Principles for Financial Market Infrastructures should be applied to stablecoins: BIS

Cover art/illustration via CryptoSlate. Image includes combined content which may include AI-generated content.

The Committee on Payments and Market Infrastructures (CPMI) and the International Organization of Securities Commissions (IOSCO) of the Bank for International Settlements (BIS) published guidance on stablecoin regulation this past July 13.

The press release stated that the guidance aims to apply the “same risk, same regulation” legal approach to systemically important stablecoins used for payments.

The guidance compares the transfer function of stablecoins to that performed by other financial market infrastructures (FMIs). Therefore, the Principles for Financial Market Infrastructure (PFMI) would have to be observed by stablecoins that can be transferred and are deemed essential to the financial system.

The PFMI refers to international standards set down for financial institutions. The scope of the PFMI is to enhance the safety and efficiency of financial institutions, limit systemic risk, and foster transparency and financial stability.

Which stablecoins need to follow PFMI and how

The PFMI already provides guidelines to determine which FMIs are essential. For instance, any FMI that has the potential to trigger a systemic disruption is considered to be important. To identify which stablecoins are important, the BIS guidance has laid down further criteria.

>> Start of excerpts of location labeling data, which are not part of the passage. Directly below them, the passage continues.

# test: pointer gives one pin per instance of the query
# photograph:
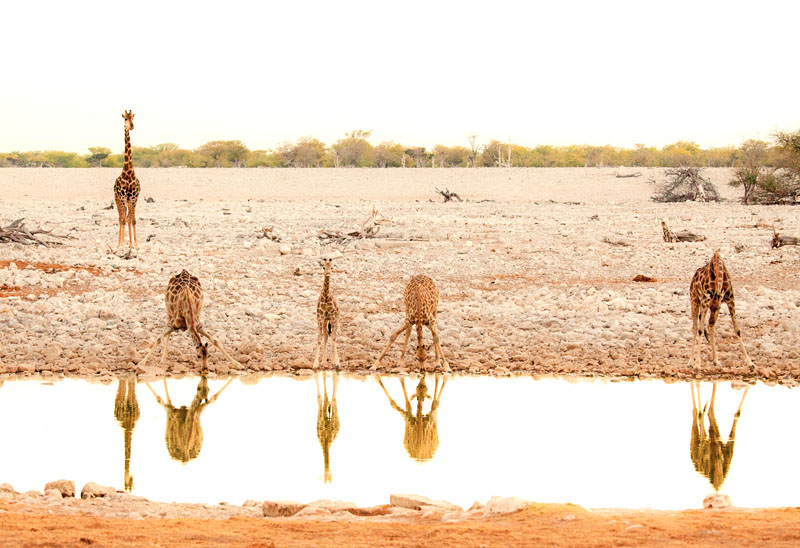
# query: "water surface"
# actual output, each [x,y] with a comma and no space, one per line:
[597,444]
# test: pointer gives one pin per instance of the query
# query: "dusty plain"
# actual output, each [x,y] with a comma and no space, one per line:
[529,284]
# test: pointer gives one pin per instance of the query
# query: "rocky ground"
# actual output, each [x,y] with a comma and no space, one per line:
[528,279]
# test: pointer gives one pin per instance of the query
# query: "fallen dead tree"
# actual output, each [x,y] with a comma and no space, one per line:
[779,241]
[18,232]
[369,229]
[686,184]
[681,236]
[448,196]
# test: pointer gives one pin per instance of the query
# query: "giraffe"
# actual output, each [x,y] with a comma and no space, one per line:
[669,237]
[126,190]
[327,317]
[710,455]
[126,411]
[184,301]
[327,421]
[422,301]
[184,434]
[421,438]
[711,286]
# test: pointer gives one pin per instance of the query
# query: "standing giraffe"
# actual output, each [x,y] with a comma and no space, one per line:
[710,455]
[126,190]
[422,302]
[327,317]
[327,421]
[184,301]
[711,286]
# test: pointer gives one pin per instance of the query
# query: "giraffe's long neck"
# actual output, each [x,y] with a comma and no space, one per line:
[128,162]
[326,284]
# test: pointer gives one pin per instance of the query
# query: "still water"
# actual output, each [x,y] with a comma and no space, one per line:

This includes the size of the stablecoin, which can be determined through various data points, including the number of users and transactions, the value of transactions, and the value of stablecoins in circulation.

While assessing the importance of stablecoins, authorities also need to consider the risk profile of the stablecoin, how connected it is to the traditional financial system, and whether or not it can be substituted for time-critical services the BIS report said.

The report, however, said that countries could choose whether or not they want to make the observance of PFMI mandatory for stablecoins.

The BIS guidance has elaborated on governance, risk management, settlement finality, and money settlements that stablecoins should follow. For instance, the BIS report said there should be one or more clearly identifiable legal entities operated by a few people who can be held responsible and accountable. Additionally, stablecoin issuers need to monitor the stablecoin’s risks regularly and implement appropriate risk management frameworks to mitigate those risks.

The BIS report added that stablecoin issuers need to minimize and strictly control the credit and liquidity risks of the stablecoin and ensure that the “stablecoin is an acceptable alternative to the use of central bank money.”

A critical remark is that the guidance does not cover stablecoins pegged to a basket of fiat currencies. The report added that the BIS would continue to study if the current guidelines are sufficient for such multi-currency-backed stablecoins.

The guidance added that stablecoins might have other “shortcomings” beyond the scope of the PFMI, like consumer protection, data privacy, anti-money laundering, and terrorism financing.

Therefore, regulation, supervision, and oversight of stablecoins alone may not be sufficient to tackle these challenges and needs to be as said by the report:

“complemented by other private or public sector efforts.These efforts could be such as improvements in existing payment infrastructures and exploration or development of central bank digital currency,”

Continued regulatory pressure towards stablecoins

The regulation of stablecoins has become a priority for governments and international organizations since the collapse of the Terra ecosystem in May shined a spotlight on the potential risks posed by these assets.

Sir Jon Cunliffe, Chair of the CPMI and Deputy Governor for Financial Stability at the Bank of England, said that while the present market disruptions have caused widespread losses, the disturbances do not qualify as “systemic events.” However, these market turmoils point out the speed with which market confidence is eroded during such times and the intense volatility of cryptocurrencies, Cunliffe said. He warned:

“Such events could become systemic in the future, especially given the strong growth in these markets and the increasing linkages between cryptoassets and with traditional finance.”